The original cohort included 569 patients, 544 of whom were followed according to the schedule. The exclusion criteria were no standardised surgical treatment (laser, n = 1), neoadjuvant treatment (n = 11), and local recurrence (n = 3) and the sample volume was inadequate in 36 patients. The analysis was not performed in 117 patients due to change in research strategy at our laboratory. The final cohort thus included 401 patients.

Bone marrow

Bone marrow aspirates were obtained from the sternum at two sites by needle aspiration while the patient was under general anaesthesia at the time of primary surgery.
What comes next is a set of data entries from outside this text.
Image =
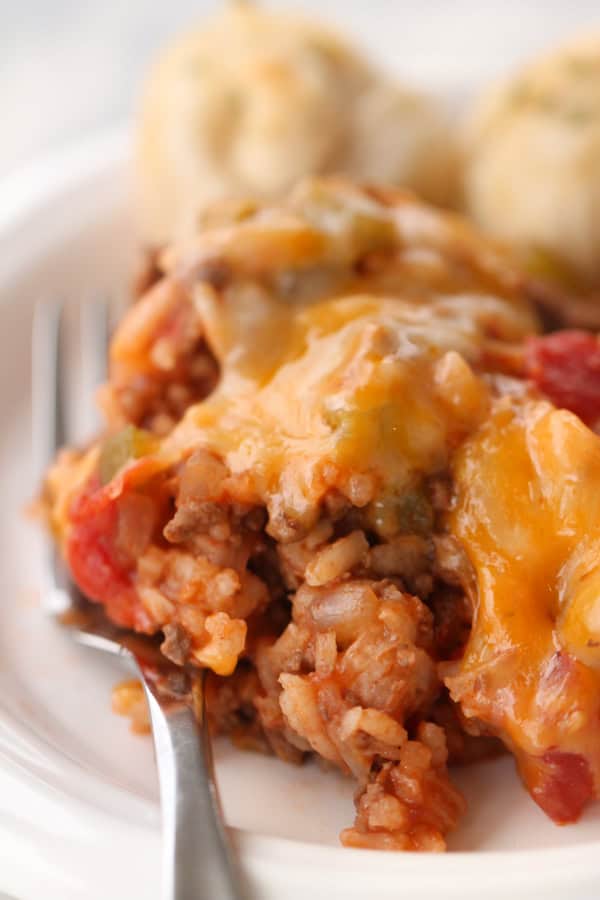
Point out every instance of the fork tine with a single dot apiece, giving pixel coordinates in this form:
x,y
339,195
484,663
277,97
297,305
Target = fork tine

The samples were transported to the research laboratory at room temperature and prepared within 1 h. Mononuclear cells were separated by Ficoll density gradient centrifugation (Ficoll-Paque™ PLUS, Cat. no. 17-1440-03; Amersham Biosciences AB, Uppsala, Sweden) and then washed and counted before 1.5 to 2.0 × 106 cells were placed on each glass slide. Two microscope slides were prepared for each patient, one from each site at the sternum.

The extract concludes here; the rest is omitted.